British journalist Carole Cadwalladr kicked off the first day of the TED 2019 conference with a truth bomb. Addressing the audience of 1,800 gathered in Vancouver, Canada, she appealed to the “gods of Silicon Valley” to own up to the consequences their inventions.”You set out to connect people and you are refusing to acknowledge that the same technology is driving us apart,” she said.
“That is why I’m here—to address you directly, the gods of Silicon Valley: Mark Zuckerberg and Sherry Sandberg and Larry Page and Sergei Brin and Jack Dorsey. And your employees and your investors, too,” she said. “My question to you: Is this what you want? Is this how you want history to remember you? As the handmaidens to authoritarianism that is on the rise all over the world?”

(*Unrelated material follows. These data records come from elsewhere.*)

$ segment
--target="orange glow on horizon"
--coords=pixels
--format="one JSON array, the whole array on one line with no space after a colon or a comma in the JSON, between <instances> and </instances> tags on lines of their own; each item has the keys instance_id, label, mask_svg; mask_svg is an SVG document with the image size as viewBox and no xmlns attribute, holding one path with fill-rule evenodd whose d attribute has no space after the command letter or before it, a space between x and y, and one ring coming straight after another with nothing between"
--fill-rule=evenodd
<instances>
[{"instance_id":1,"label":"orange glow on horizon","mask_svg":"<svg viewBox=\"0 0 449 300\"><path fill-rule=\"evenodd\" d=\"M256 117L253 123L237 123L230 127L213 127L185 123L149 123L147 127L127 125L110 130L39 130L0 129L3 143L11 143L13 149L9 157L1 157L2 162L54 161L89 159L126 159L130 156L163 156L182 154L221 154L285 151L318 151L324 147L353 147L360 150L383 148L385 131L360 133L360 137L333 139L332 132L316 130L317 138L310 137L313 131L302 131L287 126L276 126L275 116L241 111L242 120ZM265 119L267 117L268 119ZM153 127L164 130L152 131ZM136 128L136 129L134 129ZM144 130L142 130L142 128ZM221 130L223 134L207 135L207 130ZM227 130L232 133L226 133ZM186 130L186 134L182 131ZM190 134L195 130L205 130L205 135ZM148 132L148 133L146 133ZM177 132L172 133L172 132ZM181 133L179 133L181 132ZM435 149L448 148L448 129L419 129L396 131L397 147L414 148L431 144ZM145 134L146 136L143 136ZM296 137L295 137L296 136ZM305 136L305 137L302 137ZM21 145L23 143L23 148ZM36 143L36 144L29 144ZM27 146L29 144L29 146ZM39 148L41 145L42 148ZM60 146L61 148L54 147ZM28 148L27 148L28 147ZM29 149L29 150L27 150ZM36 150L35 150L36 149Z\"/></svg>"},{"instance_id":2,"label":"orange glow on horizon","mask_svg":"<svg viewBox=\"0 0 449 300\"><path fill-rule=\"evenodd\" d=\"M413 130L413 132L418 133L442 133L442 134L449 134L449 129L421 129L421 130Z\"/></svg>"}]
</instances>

Cadwalladr, who is a finalist for the Pulitzer Prize for breaking the story about Cambridge Analytica’s election tampering, argued that propaganda in the form of Facebook ads tipped the Brexit vote and threatens democracy around the world. She also noted that Zuckerberg ignored the summons of nine countries—the UK, Canada, Ireland, Brazil, Argentina, Singapore, Belgium, France, and Latvia—to appear in person and explain to an international committee of lawmakers how his company handles personal data.
TED curator Chris Anderson suggested that his conference might offer a more neutral stage for Facebook, which also happens to have been a major TED partner in years past. “I’ll say this to Zuck and Sheryl…There’s been an open invitation for you to come to TED, come here and talk to us and explain how you see the way forward. We hope you see a way forward,” Anderson said in Vancouver. “We will make time for you later this week if you want to come. There isn’t a more important conversation than the issues that Carole has raised.”